ABOUT ME

ABOUT ME

Catherine Schook MA, MSc

I am an international mental health professional by education and experience, and an English communication expert by trade. I hail from Portland, Oregon, USA and have lived in the Netherlands since 2009.

 

am a registered psychologist and experienced counselor and practice under the title Counseling Psychologist. Professionally, I am accredited by the Netherlands Institute of Psychology (NIP; # 227012). 

 

I hold two master's degrees on understanding the human experience: one in Counseling Psychology and the other in Public Health. For more on my education and work background, see the FAQ.

My professional work is driven by the motto ‘knowledge is power’. My drive and enthusiasm comes from this instinctual curiosity in observing peoples and practices, dissecting word choices and patterns, learning how to speak a client's language, and finally bringing validation to a client's strengths and hidden potentials.

 

This therapeutic relationship and the client's awareness of themselves helps to form a toolkit of skills and strategies to battle past, present and future struggles. 

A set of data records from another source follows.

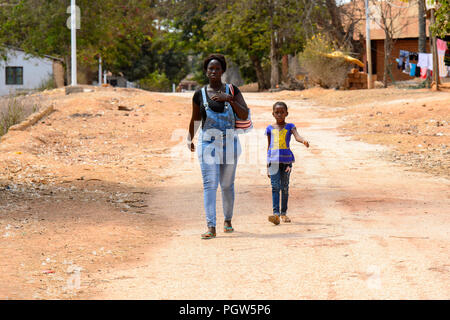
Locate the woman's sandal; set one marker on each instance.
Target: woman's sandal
(208, 235)
(228, 229)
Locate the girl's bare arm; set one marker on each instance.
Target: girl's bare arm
(299, 138)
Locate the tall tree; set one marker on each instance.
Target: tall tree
(387, 17)
(422, 45)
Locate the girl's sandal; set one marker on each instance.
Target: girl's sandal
(208, 235)
(227, 228)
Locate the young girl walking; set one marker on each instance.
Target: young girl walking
(280, 159)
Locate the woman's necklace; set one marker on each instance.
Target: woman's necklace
(214, 90)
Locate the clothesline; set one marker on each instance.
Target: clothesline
(425, 61)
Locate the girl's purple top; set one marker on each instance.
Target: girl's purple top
(279, 144)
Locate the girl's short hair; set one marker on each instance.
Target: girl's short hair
(215, 56)
(279, 103)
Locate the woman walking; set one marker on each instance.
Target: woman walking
(217, 105)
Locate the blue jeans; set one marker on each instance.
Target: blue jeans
(279, 180)
(213, 175)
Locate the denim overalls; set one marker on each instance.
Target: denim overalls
(218, 152)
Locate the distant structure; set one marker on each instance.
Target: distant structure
(24, 72)
(187, 84)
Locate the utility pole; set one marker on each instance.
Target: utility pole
(368, 48)
(434, 51)
(74, 41)
(100, 72)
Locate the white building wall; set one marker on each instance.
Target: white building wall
(35, 71)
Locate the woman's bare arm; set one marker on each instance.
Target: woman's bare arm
(196, 117)
(237, 103)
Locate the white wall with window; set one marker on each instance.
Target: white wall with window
(23, 72)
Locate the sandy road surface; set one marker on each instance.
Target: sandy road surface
(361, 228)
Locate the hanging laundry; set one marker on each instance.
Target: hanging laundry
(413, 56)
(423, 60)
(430, 61)
(412, 69)
(447, 55)
(417, 71)
(404, 59)
(423, 73)
(407, 68)
(441, 45)
(443, 69)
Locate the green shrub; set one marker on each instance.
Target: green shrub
(11, 113)
(48, 84)
(155, 82)
(326, 72)
(15, 108)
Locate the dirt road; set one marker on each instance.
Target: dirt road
(361, 228)
(117, 195)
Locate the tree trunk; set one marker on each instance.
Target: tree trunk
(285, 68)
(422, 26)
(387, 58)
(68, 72)
(262, 85)
(275, 72)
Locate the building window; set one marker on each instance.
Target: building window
(14, 75)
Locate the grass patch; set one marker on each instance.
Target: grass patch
(14, 109)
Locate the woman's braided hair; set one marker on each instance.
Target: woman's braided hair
(215, 56)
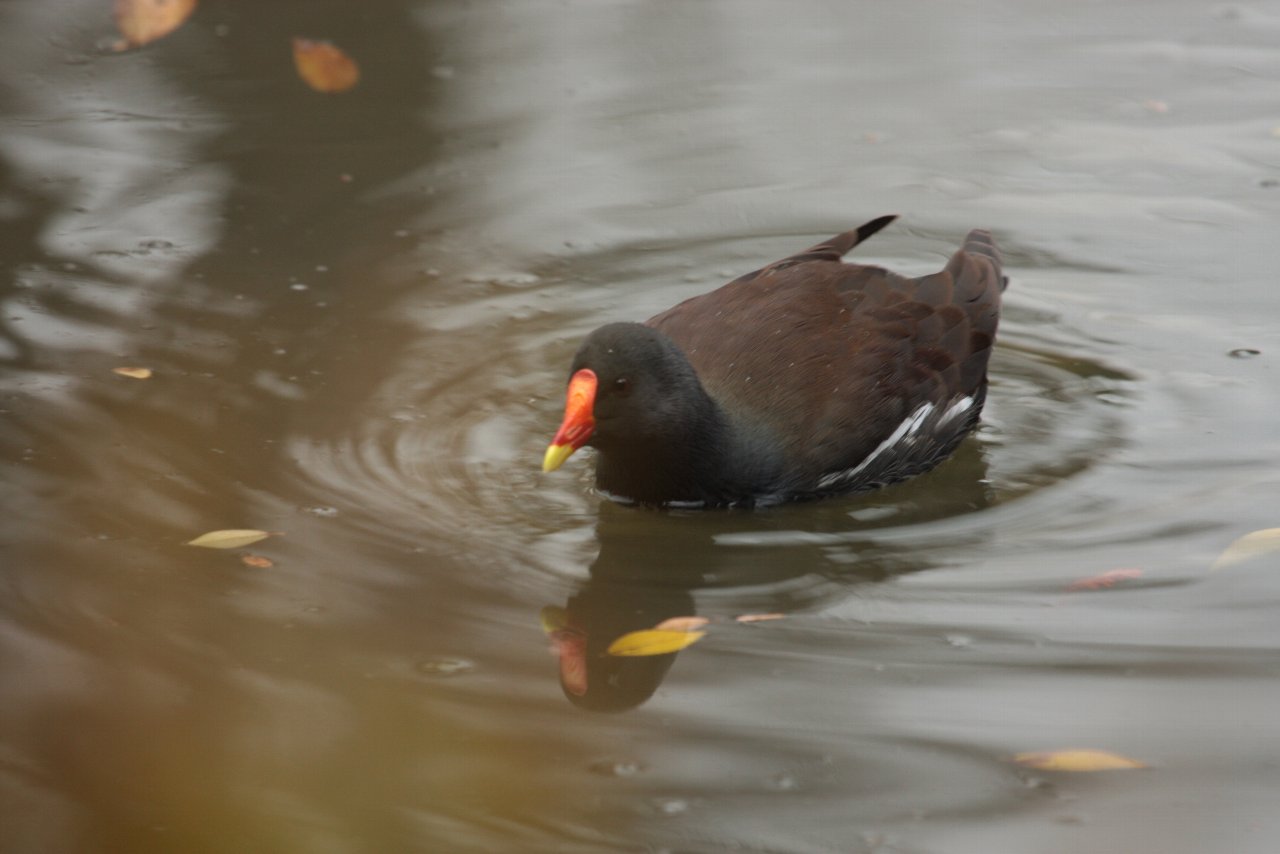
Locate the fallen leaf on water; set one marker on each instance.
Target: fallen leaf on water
(1107, 579)
(144, 21)
(571, 651)
(758, 617)
(324, 67)
(553, 619)
(1249, 547)
(231, 538)
(1077, 759)
(681, 624)
(653, 642)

I incorporate a range of psychological approaches in my work, including cognitive behavioral therapy, dialectical behavioral therapy, schema therapy, narrative therapy and person-centered therapy.

I work with individuals and relationships. As an educator, I create and present workshops for partner organizations, fellow private practices and universities, for both the lecture hall and small group.

Below is a sample of published articles I authored:

My practice space is located in Utrecht, the Netherlands and I work digitally with global clients. The Chamber of Commerce registration number (KvK-nummer) for this business is 58396977.

THERAPEUTIC LENS

Kintsugi

金継ぎ (n.) “to repair with gold”

 

The ceramics art form of carefully repairing a once perfect piece of pottery by illuminating the newly formed broken cracks in gold.

The pottery becomes more valued for having been broken and repaired because the scars are now seen and seen beautifully.

The Kintsugi Lens

 

In my therapeutic practice, I employ, what I refer to, as a kintsugi lens. I find this ceramics artform and the metaphor of breakage = beautiful as a fitting description of what the human experience can be described as - if we let it.

 

We all have scars. Few of us are still metaphorically perfect vases with no chips, missing pieces or broken edges. By embracing our jagged edges as they have been jagged by life, we have the choice to illuminate our lived experiences in bright gold when we put ourselves back together.

 

And by doing so – in therapy perhaps – we learn acceptance that our scars in fact add flavor, richness and uniqueness to our lives. And that we are (and can become) better for them. 

 

THERAPEUTIC PILLARS

Below are the five core pillars I have built the structure of my practice on.

It's also how I choose to position myself in the professional field (and business) of counseling psychology. 

HOLISTIC MINDSET

Add a therapist to your health team, and make sure that therapist (this therapist) works in unison with your team as Catherine is not only a therapist but a public health professional and advocate. 

Solutions & Strategies

Dissect, label, rewrite. Whether it is a behavior, thought pattern or emotional response, a solution-focused direction is not a bad way to go when you have practiced strategies in your toolkit.

MaintenancE

Short and long-term work together that tackles bumps in the road as they come (and don't they always come) with insights and reflection into old patterns while making new ones at the same time.

Extensional Exploration

Not each struggle needs an answer or remedy, so here is an open invitation to examine the human experience from above, conceptually and philosophically and with all the metaphors we can think of. 

Inclusivity

This practice was built on the fundamentals of providing services that remain accessible, affordable and flexible, especially for those who have been systemically marginalized from mental healthcare services.